#MeToo – Just another cause for the slactivists
#MeToo. The hashtag has been mentioned by more than 12 million individuals since celebrity Alyssa Milano asked women to retweet it to signify past experiences of sexual harassment. The mentions were a mix of heartbreaking, sad, angry, snide….and rude. Women recounted countless experiences of sexual harassment, assault, bullying, domestic violence…and the list goes on.
There were calls for men to join in to identify if they perhaps had been a perpetrator in the past…not very many participated. But now what? The internet has become a playing ground for the armchair activists, better known as “Slactivists.” Were you one of the 12 million who carefully typed #MeToo into a tweet, facebook post, or Instagram caption? Did you share your story, your anger? Or did you retweet in a show of support…or perhaps you were one of the anti-MeToo activists who thought the campaign should just go and fuck itself?
Regardless of where you fell on the #MeToo spectrum, it’s time for us to sit down and have a frank discussion about slactivism and why it rarely results in real change. And don’t get me wrong, awareness raising is a key precursor to policy and behavior change. But is that what we received from the #MeToo campaign? Have policies been created to prevent sexual harassment? Or have policies been created to demand for stricter sentences/ punishments for the Harvey Weinsteins of the world? Last I heard, Weinstein was making an ass of himself at rehab by answering calls during counseling sessions and insisting that all of the encounters in question were consensual.
Are women wearing longer skirts? Are they smiling and flirting less?
And behaviors? Have behaviors changed? Are women wearing longer skirts? Are they smiling and flirting less? Trust me, despite those 12 million mentions of #MeToo, there is still a long list of individuals who are placing the onus on women to prevent their own sexual assault.
So that brings me to men…the #MeToo narrative has proven one thing, that women are being assaulted all the time. Literally. All the time. But the narrative missed the mark. We were inundated with testimonials from women, but where was the call to action? Where was the demand for men to make a change, to rectify their own behavior, to provide their own testimonies after careful self-reflection?
Image Credit: Pexels.com
As women, we live with this shit every single day. The trauma, the flashbacks, the feelings of shame (there is so much shame). Every experience causes us to look inward. Did I do something to make him do that to me? Did I send the wrong signal? Why me again? Can I just walk down the street one time without having things screamed at me?
Can I just walk down the street one time without having things screamed at me?
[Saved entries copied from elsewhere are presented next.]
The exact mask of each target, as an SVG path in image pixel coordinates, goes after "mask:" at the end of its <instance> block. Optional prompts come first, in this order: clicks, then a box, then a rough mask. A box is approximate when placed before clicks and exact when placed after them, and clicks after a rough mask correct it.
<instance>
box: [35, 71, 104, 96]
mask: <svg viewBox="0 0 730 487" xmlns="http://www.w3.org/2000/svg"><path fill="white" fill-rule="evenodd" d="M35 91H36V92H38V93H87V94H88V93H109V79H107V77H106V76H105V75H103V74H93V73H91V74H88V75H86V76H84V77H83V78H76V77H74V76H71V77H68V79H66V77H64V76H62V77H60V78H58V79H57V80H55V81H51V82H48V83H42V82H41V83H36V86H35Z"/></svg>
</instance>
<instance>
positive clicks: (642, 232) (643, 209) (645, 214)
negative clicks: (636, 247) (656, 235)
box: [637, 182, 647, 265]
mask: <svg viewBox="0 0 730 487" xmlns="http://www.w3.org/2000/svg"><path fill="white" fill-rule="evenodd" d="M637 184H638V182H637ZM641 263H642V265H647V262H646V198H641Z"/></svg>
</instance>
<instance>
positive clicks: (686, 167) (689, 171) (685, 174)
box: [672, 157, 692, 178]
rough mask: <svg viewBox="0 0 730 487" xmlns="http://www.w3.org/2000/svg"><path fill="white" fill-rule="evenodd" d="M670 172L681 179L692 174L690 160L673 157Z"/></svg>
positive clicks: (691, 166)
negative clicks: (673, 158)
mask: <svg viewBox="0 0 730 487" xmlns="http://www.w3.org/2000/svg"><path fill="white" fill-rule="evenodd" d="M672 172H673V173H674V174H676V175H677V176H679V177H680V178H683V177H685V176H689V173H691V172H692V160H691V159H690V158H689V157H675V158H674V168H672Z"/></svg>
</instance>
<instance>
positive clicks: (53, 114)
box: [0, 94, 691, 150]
As men, when you tell me to smile, when you place your arm around me for too long after we’ve been introduced, when you wake me up for sex (when clearly I don’t want it), do any of these experiences cause you to look inward? Where is your self-reflection? Where is your questioning of the actions that brought you to this place?
Between you and me, I’m fed up with the social media campaigns. I think marches are stupid…and to be honest, I don’t really even like hashtags. I’m ready to see real action. I’m ready for men and women alike to do a better job of reflecting on the behaviors that have brought them to the situations that hurt. The situations that cause shame. The situations that we repress. I’m ready for policy makers to let go of their own narrative and learn to give a shit about the people you are supposed to be serving. You’re a man who’s making decisions and policies about my life, about my body? Okay, fine. But you better do your homework. You better speak to me, and women like me. You better arm yourself with real research and stats. And don’t even think about bringing your own personal stance into decisions that will affect my life and my body.
While slactivism is a relatively new phenomenon, it is the same lack of behavior change, the same complicit human nature that has allowed the Harvey Weinsteins of the world to continue in the fashion they have, for the number of years that they have. I don’t know if this article is any better than the countless #MeToos, but I can assure you, once I close my laptop, I’m going to continue the fight for real policy change and behavior change in the real world. You all need to come out from the glare of your screens and do the same.